32 yılı aşkın bir süre “MSGSÜ İstanbul Devlet Konservatuvarı” bu binada eğitimini sürdürmüş ve uluslararası düzeyde çok başarılı sanatçılar yetiştirmiştir. Türkiye’nin en değerli sanatçıları tarafından sanat eğitiminin verildiği bu önemli okulun, akla uygun hiçbir gerekçe göstermeksizin, adeta sokağa atılır gibi binayı terk etmesinin istenmesi, sanatçılar arasında büyük tepkiye neden olmuştur.
Binanın “İstanbul Devlet Konservatuvarı”na ait olmaması gerekçe gösterilerek tahsis işleminin devam edip etmemesi, “TBMM Başkanlık Divanı” izniyle olacağı, “TBMM Milli Saraylar Daire Başkanlığı” tarafından gönderilen yazıda çok açık bir şekilde belirtilmiştir.

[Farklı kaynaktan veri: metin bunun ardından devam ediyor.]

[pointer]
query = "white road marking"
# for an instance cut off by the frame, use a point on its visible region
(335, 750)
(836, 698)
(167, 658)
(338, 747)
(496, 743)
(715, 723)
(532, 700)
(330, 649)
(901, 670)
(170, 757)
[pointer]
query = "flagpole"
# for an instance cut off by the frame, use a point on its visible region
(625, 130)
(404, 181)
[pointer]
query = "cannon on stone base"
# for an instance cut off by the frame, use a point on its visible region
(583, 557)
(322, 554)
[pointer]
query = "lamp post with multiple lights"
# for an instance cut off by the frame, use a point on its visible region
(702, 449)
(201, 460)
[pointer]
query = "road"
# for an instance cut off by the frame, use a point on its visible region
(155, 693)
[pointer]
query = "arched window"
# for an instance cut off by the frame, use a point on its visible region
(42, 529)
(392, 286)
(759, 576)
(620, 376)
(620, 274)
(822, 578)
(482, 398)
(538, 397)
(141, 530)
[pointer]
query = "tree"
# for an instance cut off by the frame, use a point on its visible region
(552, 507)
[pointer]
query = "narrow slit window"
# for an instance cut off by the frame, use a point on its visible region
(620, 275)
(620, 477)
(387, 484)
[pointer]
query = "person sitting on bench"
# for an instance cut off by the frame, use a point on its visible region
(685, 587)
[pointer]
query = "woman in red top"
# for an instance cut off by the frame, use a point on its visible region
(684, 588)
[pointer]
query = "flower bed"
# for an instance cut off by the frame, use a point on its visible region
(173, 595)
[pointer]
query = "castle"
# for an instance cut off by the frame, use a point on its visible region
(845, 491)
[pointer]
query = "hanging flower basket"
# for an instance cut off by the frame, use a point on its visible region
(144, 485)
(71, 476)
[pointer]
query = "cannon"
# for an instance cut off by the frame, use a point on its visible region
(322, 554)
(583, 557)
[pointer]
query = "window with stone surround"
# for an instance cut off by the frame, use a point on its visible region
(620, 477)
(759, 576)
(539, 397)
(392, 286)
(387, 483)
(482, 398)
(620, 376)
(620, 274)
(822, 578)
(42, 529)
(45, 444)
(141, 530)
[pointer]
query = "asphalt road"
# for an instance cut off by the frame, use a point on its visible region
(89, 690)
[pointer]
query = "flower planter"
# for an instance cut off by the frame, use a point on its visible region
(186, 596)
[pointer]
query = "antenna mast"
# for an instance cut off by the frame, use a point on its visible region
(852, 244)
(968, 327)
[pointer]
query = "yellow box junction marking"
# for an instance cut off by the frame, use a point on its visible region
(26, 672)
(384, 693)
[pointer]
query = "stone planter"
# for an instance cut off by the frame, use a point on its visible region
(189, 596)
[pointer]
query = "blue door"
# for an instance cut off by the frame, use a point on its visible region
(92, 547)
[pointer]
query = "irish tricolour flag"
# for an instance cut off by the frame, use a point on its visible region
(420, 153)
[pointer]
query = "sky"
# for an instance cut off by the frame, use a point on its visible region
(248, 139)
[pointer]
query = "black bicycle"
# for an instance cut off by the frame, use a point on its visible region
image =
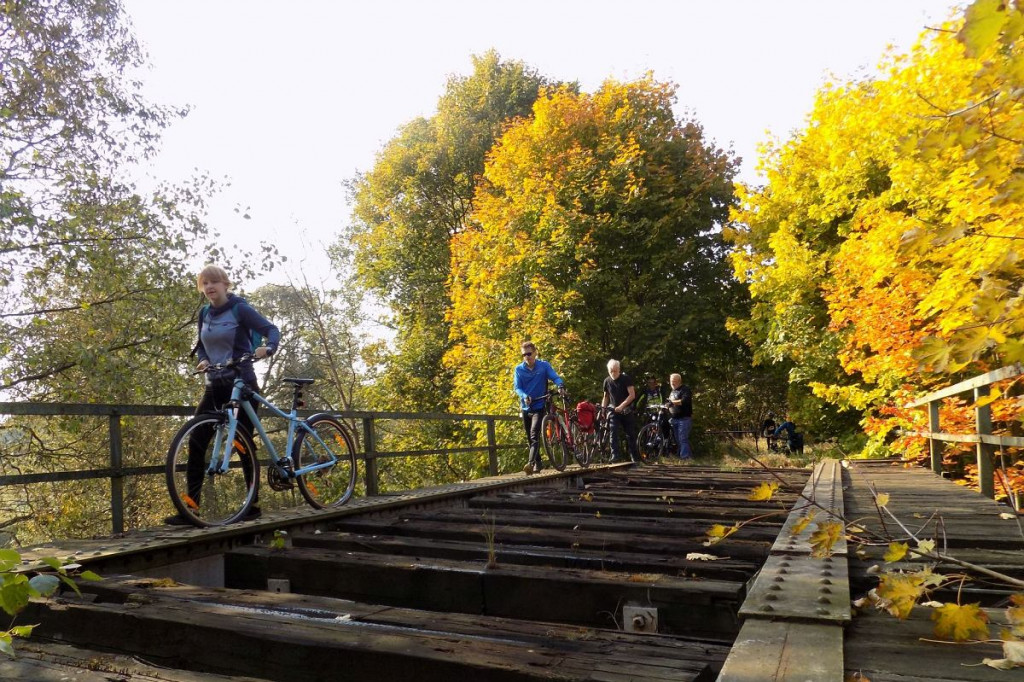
(656, 437)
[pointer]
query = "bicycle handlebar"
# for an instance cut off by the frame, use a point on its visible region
(247, 357)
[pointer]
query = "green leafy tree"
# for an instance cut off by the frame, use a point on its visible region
(412, 204)
(97, 276)
(595, 235)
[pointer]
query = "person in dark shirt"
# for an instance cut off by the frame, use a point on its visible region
(621, 394)
(794, 439)
(224, 334)
(681, 415)
(652, 395)
(768, 430)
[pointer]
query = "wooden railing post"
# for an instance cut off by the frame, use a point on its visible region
(935, 446)
(492, 448)
(370, 448)
(983, 421)
(117, 476)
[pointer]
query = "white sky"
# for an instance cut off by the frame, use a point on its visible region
(292, 98)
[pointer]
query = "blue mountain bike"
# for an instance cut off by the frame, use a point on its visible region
(212, 470)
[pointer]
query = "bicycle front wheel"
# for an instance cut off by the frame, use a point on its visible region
(325, 439)
(581, 445)
(553, 430)
(206, 499)
(650, 441)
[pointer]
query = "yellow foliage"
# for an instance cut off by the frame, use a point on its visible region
(823, 539)
(896, 552)
(899, 592)
(961, 623)
(763, 492)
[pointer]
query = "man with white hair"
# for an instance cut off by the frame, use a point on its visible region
(621, 393)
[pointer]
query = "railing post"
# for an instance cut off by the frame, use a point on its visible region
(492, 448)
(935, 446)
(983, 422)
(370, 453)
(117, 476)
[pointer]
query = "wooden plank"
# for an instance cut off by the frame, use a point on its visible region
(773, 651)
(39, 661)
(283, 645)
(626, 539)
(970, 384)
(594, 559)
(579, 597)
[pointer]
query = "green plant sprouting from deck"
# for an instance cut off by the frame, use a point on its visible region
(17, 588)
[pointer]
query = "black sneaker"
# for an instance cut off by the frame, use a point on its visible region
(251, 513)
(176, 519)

Açılan bazı davaların sonuçsuz kalması da “İstanbul Devlet Konservatuvarı” için, binanın asıl sahibi olmaması nedeniyle, kendisinden istendiği zaman binadan çıkması koşulunun bulunmasıdır. Ayrıca “Devlet Konservatuvarı Binası”nın artık “Cumhurbaşkanlığı Çalışma Ofisi” olarak kullanılmasının söz konusu olduğu da bilinmektedir.
İstanbul başta olmak üzere Türkiye’de bulunan tüm saraylar, hamamlar “Cumhurbaşkanlığı” makamına sunulmuşken 32 yıldır “Baltacılar Dairesi”nde eğitimini sürdüren, sanat yuvası bir okulun orada bulunmasının nasıl bir sakıncası olur sorusu kamuoyunun vicdanında sorulmakta, büyük tepkilere neden olmaktadır.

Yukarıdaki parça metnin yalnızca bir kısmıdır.